Art Scene

Current shows, exhbitions and installations

 "The Big Lebowski Tribute Show" at Wet Paint Gallery: The thing about a cult classic is that you either love it or you hate it. The same can be said for this funky, eclectic group exhibition paying homage to the Coen brothers' film. Devoted Lebowski fans may go gaga for painted bowling pins and graphic depictions of severed pinkie toes, but the meaning will be lost on everyone else. Still, there are some pieces that manage to transcend the "Dude-speak" language barrier. Alexander Scott Hughes' custom-painted retro lamp table would be at home in any swank bachelor pad, and the meticulously crisp lines of spray-paint artist Clay Elliot's character portraits are impressive. Pop-art lovers will appreciate John Koleszar's Donny's Urn, a Warhol-esque series of monochromatic Folgers coffee cans, while those in the know understand the tongue-in-cheek movie reference "buried" inside. Admission is free. Through Aug. 28. 203 E. 7th St., Tempe, 480-967-2002, www.wetpaintaz.com.

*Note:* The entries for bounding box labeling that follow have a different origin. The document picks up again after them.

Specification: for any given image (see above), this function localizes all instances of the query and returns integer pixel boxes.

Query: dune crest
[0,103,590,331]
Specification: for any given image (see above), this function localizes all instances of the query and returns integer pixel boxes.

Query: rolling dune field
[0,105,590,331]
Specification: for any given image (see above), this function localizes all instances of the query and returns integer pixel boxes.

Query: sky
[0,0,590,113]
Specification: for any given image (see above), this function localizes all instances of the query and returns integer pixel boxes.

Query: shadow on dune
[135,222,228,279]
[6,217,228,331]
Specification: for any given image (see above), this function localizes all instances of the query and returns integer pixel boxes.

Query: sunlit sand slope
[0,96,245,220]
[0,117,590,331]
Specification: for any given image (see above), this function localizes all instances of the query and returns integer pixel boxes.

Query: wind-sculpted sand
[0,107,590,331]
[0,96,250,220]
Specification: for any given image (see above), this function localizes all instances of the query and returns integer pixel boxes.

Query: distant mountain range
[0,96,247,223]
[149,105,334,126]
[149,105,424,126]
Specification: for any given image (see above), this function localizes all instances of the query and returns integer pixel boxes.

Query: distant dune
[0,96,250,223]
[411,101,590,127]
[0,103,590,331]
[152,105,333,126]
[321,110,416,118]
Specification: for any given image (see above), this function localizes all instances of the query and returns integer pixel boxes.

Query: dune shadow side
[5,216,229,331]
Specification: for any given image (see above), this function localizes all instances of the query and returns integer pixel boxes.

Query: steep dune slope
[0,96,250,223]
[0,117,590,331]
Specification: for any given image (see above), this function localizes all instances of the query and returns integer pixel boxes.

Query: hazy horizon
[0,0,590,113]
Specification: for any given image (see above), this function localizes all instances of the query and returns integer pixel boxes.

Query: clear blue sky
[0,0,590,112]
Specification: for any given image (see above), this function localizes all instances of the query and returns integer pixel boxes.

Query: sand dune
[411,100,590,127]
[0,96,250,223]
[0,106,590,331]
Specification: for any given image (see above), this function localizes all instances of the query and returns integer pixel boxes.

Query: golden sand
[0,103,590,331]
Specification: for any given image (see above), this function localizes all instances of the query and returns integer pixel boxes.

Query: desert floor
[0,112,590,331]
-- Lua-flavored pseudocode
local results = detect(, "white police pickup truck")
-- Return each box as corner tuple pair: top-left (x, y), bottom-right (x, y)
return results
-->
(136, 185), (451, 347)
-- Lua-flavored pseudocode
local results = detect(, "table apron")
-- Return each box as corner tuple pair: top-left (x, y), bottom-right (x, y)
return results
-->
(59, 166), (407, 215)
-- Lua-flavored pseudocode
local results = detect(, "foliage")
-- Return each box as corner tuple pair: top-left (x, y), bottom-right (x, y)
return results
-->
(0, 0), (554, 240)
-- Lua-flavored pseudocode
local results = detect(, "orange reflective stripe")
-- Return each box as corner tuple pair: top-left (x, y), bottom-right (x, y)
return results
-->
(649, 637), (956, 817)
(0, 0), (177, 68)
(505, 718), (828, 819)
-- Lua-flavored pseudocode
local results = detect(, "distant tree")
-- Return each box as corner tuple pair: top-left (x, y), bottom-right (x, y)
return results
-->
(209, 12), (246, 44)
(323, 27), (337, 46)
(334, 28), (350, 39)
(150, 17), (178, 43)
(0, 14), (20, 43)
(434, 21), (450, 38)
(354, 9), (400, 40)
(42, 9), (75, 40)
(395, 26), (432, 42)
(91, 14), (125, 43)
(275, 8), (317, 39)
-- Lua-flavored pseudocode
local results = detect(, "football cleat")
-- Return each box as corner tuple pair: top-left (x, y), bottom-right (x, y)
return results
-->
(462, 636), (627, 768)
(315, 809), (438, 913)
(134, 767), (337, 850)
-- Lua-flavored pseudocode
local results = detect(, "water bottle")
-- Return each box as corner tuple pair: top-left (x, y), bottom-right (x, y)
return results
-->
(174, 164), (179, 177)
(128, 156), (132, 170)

"David Pimentel: Legacy of an Artist and Educator" at Mesa Arts Center: The death of an artist usually brings instant notoriety and positive attention. In former ASU professor David Pimentel's case, the accolades are warranted. Look for his renowned series of copper vessels, each unique in form and crafted from a single sheet of copper, and Torchiere Lamp, a functional metal sculpture with thin sheets of glittering mica in lieu of glass. The exhibition also features work from the professor's greatest legacy — the students he inspired, including MFA graduate John Tzelepis, whose magnetic steel tower follows the clean lines and aesthetic ideals of Pimentel's wall art. Admission is $3.50, free on Thursdays and second Sundays. Through Oct. 15. 1 E. Main St., Mesa, 480-644-6500, www.mesaartscenter.com.

"Annual Summer Juried Exhibition" at ASU Harry Wood Gallery: This year's crop of MFA hopefuls shows a surprising awareness of domestic issues, including water conservation, racial profiling, and changing family values. Look for tongue-in-cheek political lampoons, like Exhibitions Class Award winner Corie J. Cole's ceramic caricatures of cowboy Bush and his Elmer Fudd sidekick. The well-modeled figures grin over the carcass of a white elephant, gold blood dripping from two bullet holes in its head. In R. Eric McMaster's Lawn Ornament, a molded plastic businessman perches in Astroturf. He wears a tight suit and tie, and flashes the frozen grin of a good corporate drone. These young artists can't predict the future, but they certainly seem to know what awaits them in the real world. Admission is free. Through Sept. 8. ASU Art Building, Forest and Tyler malls, Tempe, 480-965-3468, http://art.asu.edu/gallery/hwood.

"Holy Land: Diaspora and the Desert" at the Heard Museum: Something is definitely missing here. Only one Israeli artist is represented, and the closest thing to Jewish art is a photographic series exploring the Dead Sea. Still, this exhibition is worth checking out, even if just to ponder the meaning of Einar and Jamex de la Torre's Maybe, a Mayan head sputtering abstract poetry attached to a weathered camper, which even the museum's docents can't figure out. The most telling piece is the multimedia installation Treehouse Kit, in which artist Guy Ben-Ner is shown deconstructing and reassembling an abstract wooden tree to form basic necessities — a bed, table, chair and umbrella. It proves that even when there's nothing to work with, we'll find a way to connect the dots. Admission is $10 for adults, $9 for seniors, $5 for students. Through Dec. 31. 2301 N. Central Ave., Phoenix, 602-252-8848, www.heard.org.

"Art in Hand: Judith Leiber Handbags" at Phoenix Art Museum: Can a purse be a work of art? Perhaps, if it was designed by Hungarian-born artist Judith Leiber, whose jeweled evening bags have been carried by every first lady since Nancy Reagan and had a cameo (albeit not a very gracious one) on Sex and the City. Leiber's minaudières (small metal cases) feature bold hues and nontraditional shapes, including fruits, vegetables, and a variety of wildlife from polar bears to Scottie dogs. Don't miss the Bundle of Asparagus, featuring more than 10,000 hand-applied Austrian crystals in varying shades of eggplant, lavender and olive. The subtle color transitions in each stalk and leaf showcase Leiber's talent as museum-worthy. Admission is $9 for adults, $7 for students and seniors, free to all on Thursdays. Through Aug. 27. 1625 N. Central Ave., Phoenix, 602-257-1222, www.phoenixartmuseum.org.